The evolution of the English language, now the world's default language of communication, is a beast that never sleeps and has influenced exponential cultural shifts around the world.

Watching over this transformation is the International Corpus of English, or ICE, a group of language researchers who came together in 1990 with the primary aim of collecting material for online comparative studies of national or regional varieties of English across the globe.

Under the direction of University of Alberta Department of Linguistics professor chair John Newman, the preparation of the million-word Canadian component of this large collection of writings, ICE-Canada, has just been completed.

"We're trying to create a documentation of English and all its varieties in all the different countries at, more or less, one point in time, which, in this case, is the end of the 20th century," said Newman. "The hope is to correct the imbalance and attention we give different varieties of English. For instance, if you look at American English or British English published in newspapers, it doesn't give any sense of the variety around the world.

"With a completed corpus, researchers will be able to look at such things as syntax, vocabulary and, possibly, cultural differences."

Newman explains that this corpus isn't a dictionary of words in isolation but, rather, is connected to speech and texts from the more than 20 participating countries where English has a history.

"I can use Google and get you 10 million words of English in 20 minutes, but that is not genuine spoken language," he said. "As a written language, you don't know whether the people writing the language on the Internet are speakers of English as a first or second language, whether they're young, old, male, female, or where they learnt the language, so you are mixing up genres. For this project we document all that metadata about our speakers and writers."

Newman says each participating country builds its particular corpus by following a common design, as well as a common scheme for grammatical annotation to ensure compatibility. A team of linguistic graduate students at the U of A were given the time-consuming task of transcribing taped conversations, being sure to document the demographic information about each individual speaker, as well as conversation indicators like the length of pauses or when speakers spoke at the same time.

All told, each collection in ICE will document more than 300 situations where English is spoken or written. Raw conversations range from private conversations in person or over the telephone to classroom and legalese, while writing samples include everything from personal letters to completed exams.

"This sort of information is typically very difficult to study; it is not that easy to get access to that kind of language usage," said Newman.

This U of A-led project is actually a continuation of the ICE-Canada project begun in the early 1990s at Concordia University. Montreal-based researchers collected hundreds of conversations, but the project fizzled before the information was properly catalogued.

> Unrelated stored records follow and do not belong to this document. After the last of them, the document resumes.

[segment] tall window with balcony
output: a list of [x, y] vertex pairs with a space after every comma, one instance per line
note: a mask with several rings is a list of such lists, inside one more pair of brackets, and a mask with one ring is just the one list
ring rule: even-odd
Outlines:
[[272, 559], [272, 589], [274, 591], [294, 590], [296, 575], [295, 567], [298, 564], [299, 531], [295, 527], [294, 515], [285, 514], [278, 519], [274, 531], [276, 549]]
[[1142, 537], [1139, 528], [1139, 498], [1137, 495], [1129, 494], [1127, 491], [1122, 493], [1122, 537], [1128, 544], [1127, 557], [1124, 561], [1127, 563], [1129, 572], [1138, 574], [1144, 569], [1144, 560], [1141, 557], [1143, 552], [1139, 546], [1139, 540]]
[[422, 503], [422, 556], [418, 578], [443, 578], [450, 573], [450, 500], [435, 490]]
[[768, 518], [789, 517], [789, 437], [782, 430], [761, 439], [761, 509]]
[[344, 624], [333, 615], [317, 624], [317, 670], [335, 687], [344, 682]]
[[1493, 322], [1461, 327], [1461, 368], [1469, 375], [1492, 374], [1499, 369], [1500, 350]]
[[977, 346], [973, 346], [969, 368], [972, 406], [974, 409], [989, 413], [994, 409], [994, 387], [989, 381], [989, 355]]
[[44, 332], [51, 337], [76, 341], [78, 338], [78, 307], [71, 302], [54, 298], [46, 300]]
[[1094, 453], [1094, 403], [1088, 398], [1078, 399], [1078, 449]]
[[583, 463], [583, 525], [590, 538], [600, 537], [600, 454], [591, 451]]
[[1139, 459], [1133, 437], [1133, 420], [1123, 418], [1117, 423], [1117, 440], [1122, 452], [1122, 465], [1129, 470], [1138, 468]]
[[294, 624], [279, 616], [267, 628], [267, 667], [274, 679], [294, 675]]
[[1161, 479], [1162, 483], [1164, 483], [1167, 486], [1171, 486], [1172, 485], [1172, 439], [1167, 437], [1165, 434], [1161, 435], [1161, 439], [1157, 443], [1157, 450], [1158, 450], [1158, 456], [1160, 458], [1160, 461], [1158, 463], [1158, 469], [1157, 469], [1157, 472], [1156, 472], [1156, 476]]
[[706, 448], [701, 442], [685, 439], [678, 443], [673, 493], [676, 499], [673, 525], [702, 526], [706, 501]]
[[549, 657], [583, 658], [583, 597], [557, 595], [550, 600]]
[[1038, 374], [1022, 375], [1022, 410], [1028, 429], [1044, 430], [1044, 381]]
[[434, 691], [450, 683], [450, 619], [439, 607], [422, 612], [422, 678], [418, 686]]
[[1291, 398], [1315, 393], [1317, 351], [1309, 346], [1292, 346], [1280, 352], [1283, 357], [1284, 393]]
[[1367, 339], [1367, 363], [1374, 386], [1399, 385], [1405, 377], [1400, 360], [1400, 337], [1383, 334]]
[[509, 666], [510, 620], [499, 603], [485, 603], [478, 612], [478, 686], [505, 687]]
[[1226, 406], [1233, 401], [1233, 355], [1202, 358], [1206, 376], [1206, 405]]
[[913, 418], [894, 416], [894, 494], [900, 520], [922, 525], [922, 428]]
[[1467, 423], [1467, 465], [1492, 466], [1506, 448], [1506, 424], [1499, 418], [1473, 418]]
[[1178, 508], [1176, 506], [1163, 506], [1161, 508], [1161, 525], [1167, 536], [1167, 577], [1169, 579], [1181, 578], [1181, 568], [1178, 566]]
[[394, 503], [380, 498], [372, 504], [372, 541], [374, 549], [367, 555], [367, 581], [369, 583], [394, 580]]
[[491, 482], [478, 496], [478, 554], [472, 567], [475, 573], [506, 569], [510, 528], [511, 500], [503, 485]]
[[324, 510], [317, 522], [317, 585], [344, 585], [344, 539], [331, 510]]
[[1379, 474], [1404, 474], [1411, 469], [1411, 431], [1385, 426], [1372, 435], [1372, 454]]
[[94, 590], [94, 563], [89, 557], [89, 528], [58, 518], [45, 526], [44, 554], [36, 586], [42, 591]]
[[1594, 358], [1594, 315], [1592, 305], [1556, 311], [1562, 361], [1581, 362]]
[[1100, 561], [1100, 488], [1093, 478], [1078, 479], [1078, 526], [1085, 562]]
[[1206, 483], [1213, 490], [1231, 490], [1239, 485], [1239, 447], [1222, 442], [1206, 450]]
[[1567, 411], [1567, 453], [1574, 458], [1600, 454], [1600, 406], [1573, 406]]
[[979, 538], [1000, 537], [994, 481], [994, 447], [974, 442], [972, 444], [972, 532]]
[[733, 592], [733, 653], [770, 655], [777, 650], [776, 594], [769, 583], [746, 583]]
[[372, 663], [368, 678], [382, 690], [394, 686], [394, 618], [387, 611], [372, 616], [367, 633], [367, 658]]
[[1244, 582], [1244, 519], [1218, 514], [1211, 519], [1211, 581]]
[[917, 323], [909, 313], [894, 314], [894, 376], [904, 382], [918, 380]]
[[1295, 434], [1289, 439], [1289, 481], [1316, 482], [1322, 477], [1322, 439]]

"In 2002, when I came to the university, I began to inquire about the status of all that data," said Newman. "Nothing more was happening with it at Concordia, so we took over all the responsibility for it."

It has been three hard years, but Newman's team has recently typed in the last of the one million words.

And while versions of Canadian English vary from region to region, Newman says this corpus contains a fair cross-section of English spoken in Canada and provides a nice slice in time for comparative language researchers to start picking through the data.

"Language is continually changing so, ideally, if you want to track the evolution of English you would want to put together a corpus every 50 years or so," he said, adding that although many of the corpora are still being developed, early glances have already begun to bear fruit. "We already know that Canada and New Zealand have the highest usage of the word 'snow'. The Philippines and Jamaica have highest instance of 'rain'."

Other countries involved in the project that are at various stages of completion include Australia, Fiji, Great Britain, Hong Kong, India, Ireland, Malaysia, Singapore, South Africa, Sri Lanka, Trinidad and Tobago, Kenya, Malawi, Tanzania, Nigeria, Pakistan, Sierra Leone, Malta and the United States.